Discuss with the person the uncertainty of the effectiveness of counseling and psychodynamic psychotherapy in treating depression.

Antidepressant Drugs

Choice of Antidepressant*

Discuss antidepressant treatment options with the person with depression, covering:

  • The choice of antidepressant, including any anticipated adverse events, for example side effects and discontinuation symptoms (see "Stopping or Reducing Antidepressants" below), and potential interactions with concomitant medication or physical health problems**
  • Their perception of the efficacy and tolerability of any antidepressants they have previously taken

*For additional considerations on the use of antidepressants and other medications (including the assessment of the relative risks and benefits) for women who may become pregnant, please refer to the British National Formulary (BNF) and individual drug Summary of Product Characteristics (SPCs). For women in the antenatal and postnatal periods, see also the NICE clinical guideline 45 'Antenatal and postnatal mental health'.

**Consult appendix 1 of the BNF for information on drug interactions and the NGC summary Depression in adults with a chronic physical health problem: treatment and management (NICE clinical guideline 91).

When an antidepressant is to be prescribed, it should normally be an SSRI in a generic form because SSRIs are equally effective as other antidepressants and have a favourable risk–benefit ratio.

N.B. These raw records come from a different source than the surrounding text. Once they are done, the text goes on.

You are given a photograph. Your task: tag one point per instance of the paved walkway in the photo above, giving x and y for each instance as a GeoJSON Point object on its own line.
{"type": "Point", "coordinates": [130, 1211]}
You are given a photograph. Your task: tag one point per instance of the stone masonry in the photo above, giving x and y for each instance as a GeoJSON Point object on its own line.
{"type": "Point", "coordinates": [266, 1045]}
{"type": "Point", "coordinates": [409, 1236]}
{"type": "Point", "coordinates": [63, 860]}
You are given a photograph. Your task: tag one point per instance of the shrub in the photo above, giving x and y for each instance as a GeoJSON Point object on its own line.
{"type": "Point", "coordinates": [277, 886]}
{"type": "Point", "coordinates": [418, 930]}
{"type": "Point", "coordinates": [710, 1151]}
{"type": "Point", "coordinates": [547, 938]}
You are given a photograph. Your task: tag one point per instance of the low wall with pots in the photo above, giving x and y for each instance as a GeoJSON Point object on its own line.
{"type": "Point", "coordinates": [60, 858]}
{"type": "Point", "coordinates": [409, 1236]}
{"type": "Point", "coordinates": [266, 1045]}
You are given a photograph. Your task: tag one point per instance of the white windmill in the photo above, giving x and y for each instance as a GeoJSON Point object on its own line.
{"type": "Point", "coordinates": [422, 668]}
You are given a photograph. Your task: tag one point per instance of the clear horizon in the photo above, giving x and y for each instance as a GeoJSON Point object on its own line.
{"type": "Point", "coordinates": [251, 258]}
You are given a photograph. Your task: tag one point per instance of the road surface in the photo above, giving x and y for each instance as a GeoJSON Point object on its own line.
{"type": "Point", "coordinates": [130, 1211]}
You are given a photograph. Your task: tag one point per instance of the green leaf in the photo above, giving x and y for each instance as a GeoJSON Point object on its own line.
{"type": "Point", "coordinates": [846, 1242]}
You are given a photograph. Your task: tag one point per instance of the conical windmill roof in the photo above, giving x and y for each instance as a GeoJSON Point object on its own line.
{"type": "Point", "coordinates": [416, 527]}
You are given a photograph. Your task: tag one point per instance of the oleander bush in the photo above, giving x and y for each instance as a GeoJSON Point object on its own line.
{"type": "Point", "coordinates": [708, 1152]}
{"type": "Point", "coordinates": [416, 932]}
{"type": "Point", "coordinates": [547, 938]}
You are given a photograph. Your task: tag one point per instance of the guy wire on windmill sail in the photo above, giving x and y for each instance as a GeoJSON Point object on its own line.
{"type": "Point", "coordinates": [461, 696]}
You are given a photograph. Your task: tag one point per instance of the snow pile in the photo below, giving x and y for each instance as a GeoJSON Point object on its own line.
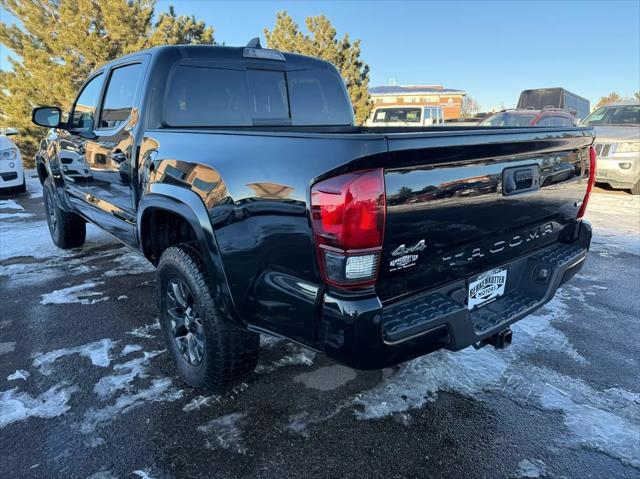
{"type": "Point", "coordinates": [75, 294]}
{"type": "Point", "coordinates": [159, 390]}
{"type": "Point", "coordinates": [224, 432]}
{"type": "Point", "coordinates": [98, 353]}
{"type": "Point", "coordinates": [126, 373]}
{"type": "Point", "coordinates": [616, 222]}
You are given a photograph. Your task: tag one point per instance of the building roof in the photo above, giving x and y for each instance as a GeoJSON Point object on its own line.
{"type": "Point", "coordinates": [419, 89]}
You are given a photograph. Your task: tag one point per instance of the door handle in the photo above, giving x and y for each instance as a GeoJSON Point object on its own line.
{"type": "Point", "coordinates": [118, 156]}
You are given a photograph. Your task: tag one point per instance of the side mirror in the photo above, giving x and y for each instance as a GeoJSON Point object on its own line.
{"type": "Point", "coordinates": [8, 131]}
{"type": "Point", "coordinates": [48, 116]}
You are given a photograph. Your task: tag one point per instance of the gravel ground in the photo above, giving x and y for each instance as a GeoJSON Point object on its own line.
{"type": "Point", "coordinates": [87, 389]}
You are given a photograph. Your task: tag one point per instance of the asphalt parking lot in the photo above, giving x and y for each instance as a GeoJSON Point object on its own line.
{"type": "Point", "coordinates": [87, 390]}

Also take the following into account:

  • SSRIs are associated with an increased risk of bleeding, especially in older people or in people taking other drugs that have the potential to damage the gastrointestinal mucosa or interfere with clotting. In particular, consider prescribing a gastroprotective drug in older people who are taking non-steroidal anti-inflammatory drugs (NSAIDs) or aspirin.
  • Fluoxetine, fluvoxamine and paroxetine are associated with a higher propensity for drug interactions than other SSRIs**
  • Paroxetine is associated with a higher incidence of discontinuation symptoms than other SSRIs.

Take into account toxicity in overdose when choosing an antidepressant for people at significant risk of suicide. Be aware that:

  • Compared with other equally effective antidepressants recommended for routine use in primary care, venlafaxine is associated with a greater risk of death from overdose
  • Tricyclic antidepressants (TCAs), except for lofepramine, are associated with the greatest risk in overdose

When prescribing drugs other than SSRIs, take the following into account:

  • The increased likelihood of the person stopping treatment because of side effects (and the consequent need to increase the dose gradually) with venlafaxine, duloxetine and TCAs.
  • The specific cautions, contraindications and monitoring requirements for some drugs. For example:
    • The potential for higher doses of venlafaxine to exacerbate cardiac arrhythmias and the need to monitor the person's blood pressure
    • The possible exacerbation of hypertension with venlafaxine and duloxetine
    • The potential for postural hypotension and arrhythmias with TCAs
    • The need for hematological monitoring with mianserin in elderly people**
  • Non-reversible monoamine oxidase inhibitors (MAOIs), such as phenelzine, should normally be prescribed only by specialist mental health professionals.
  • Dosulepin should not be prescribed.

Starting and Initial Phase of Treatment

When prescribing antidepressants, explore any concerns the person with depression has about taking medication, explain fully the reasons for prescribing, and provide information about taking antidepressants, including:

  • The gradual development of the full antidepressant effect
  • The importance of taking medication as prescribed and the need to continue treatment after remission
  • Potential side effects
  • The potential for interactions with other medications
  • The risk and nature of discontinuation symptoms with all antidepressants, particularly with drugs with a shorter half-life (such as paroxetine and venlafaxine), and how these symptoms can be minimized
  • The fact that addiction does not occur with antidepressants.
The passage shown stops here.